A new planet is thought to share Earth’s blue coloring. Nina Strochlic investigates.

NASA, ESA, and G. Bacon

There’s only room for one blue-and-white swirled planet in this solar system.

But it turns out that just 63 light years away, there lurks a similarly colored planet. A report in the upcoming Astrophysical Journal Letters reveals that analysis of data from the Hubble Space Telescope shows that a planet known as HD 189733b most likely shares Earth’s blue tone. But that's probably all these two planets have in common—it seems color doesn’t have much to do with livability or, frankly, any other defining features of our home planet.

Here’s the lowdown on the planet trying to knock us off our deep cobalt blue pedestal:

HD 189733b is one of the nearest planets outside our solar system. Still, it’s hardly a neighbor, orbiting around 372 trillion miles away from Earth in the constellation Vulpecula.

It’s a big one. While it's roughly the same size as Jupiter, the largest planet in our solar system, it has 13 percent more mass.

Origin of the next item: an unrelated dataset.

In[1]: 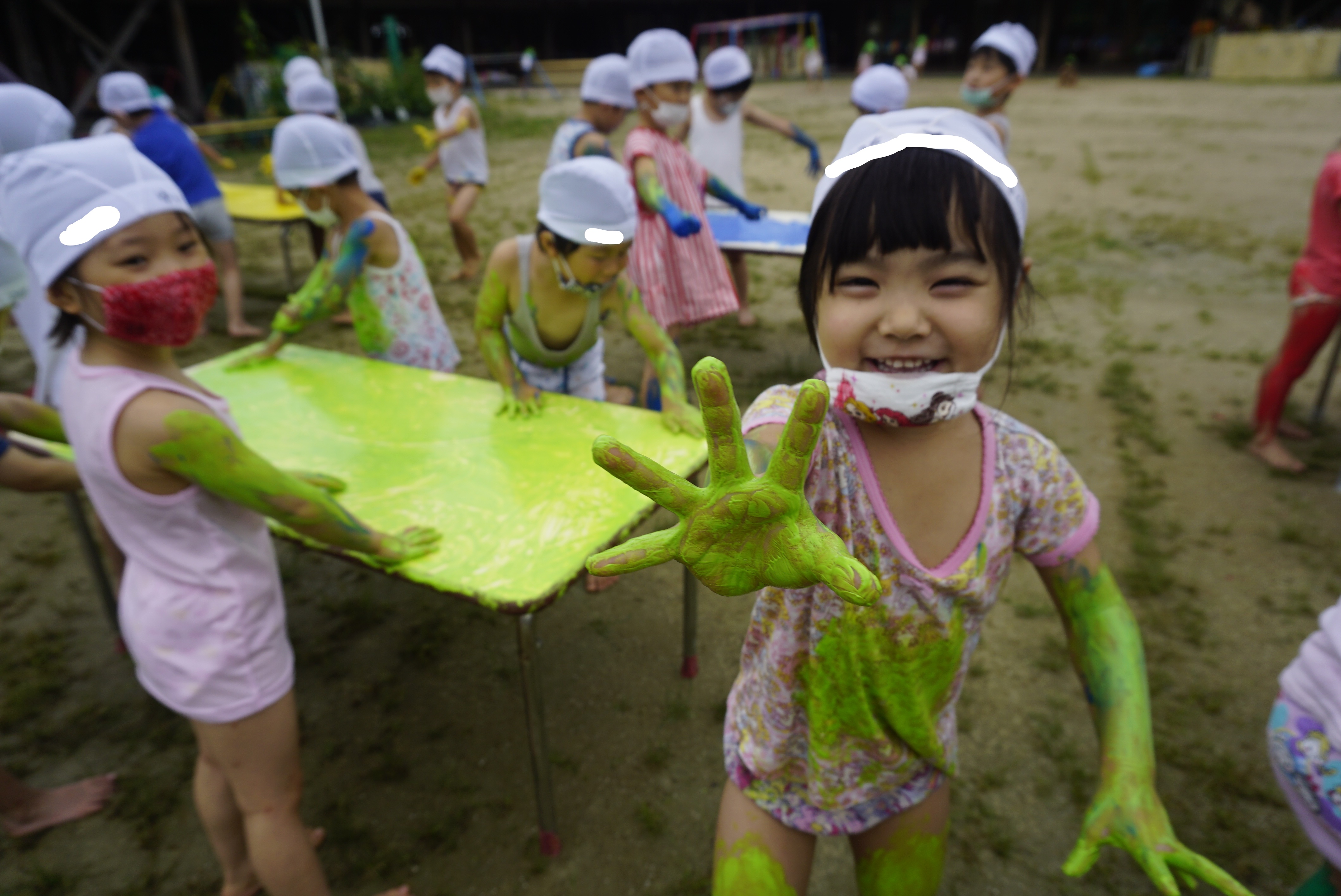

It’s super hot. If you thought this recent heat wave has been bad, try braving 1,800-degree temperatures with 4,350-mile-per-hour winds. The planet is known as a “hot Jupiter,” with the makeup of a gas giant, and orbits very close to its sun, at just 2.8 million miles away. (Earth is 93 million miles away from the sun.) This extreme heat makes the planet inhospitable enough that it’s unlikely to have any life forms.

But here’s its coolest feature, and another reason you won’t be packing your bags for a visit any time soon: it rains glass. The planet’s blue tone is attributed not to surface bodies of water (as is the case with Earth), but to the drops of liquid glass that rain down horizontally in the turbulent winds. The force of the gusts pushes atmospheric silicate particles, which scatter blue light.

This is the first time researchers have been able to predict the visible color of a planet outside our solar system. HD 189733b was actually discovered in 2005, when it was noted in an astrophysics paper for Cornell University that “further ground-based and space-based follow-up observations are very promising and will permit a characterization of the atmosphere and exosphere of this giant exoplanet.”

But the blue tone wasn’t revealed until recently, when astronomers using data gathered by the Hubble Space Telescope measured the wavelengths of light lost by the planet orbiting its star. “We saw the brightness of the whole system drop in the blue part of the spectrum when the planet passed behind its star,” explains the lead author of the report, Tom Evans of the University of Oxford.

Welcome to the blue club, Planet HD 189733b.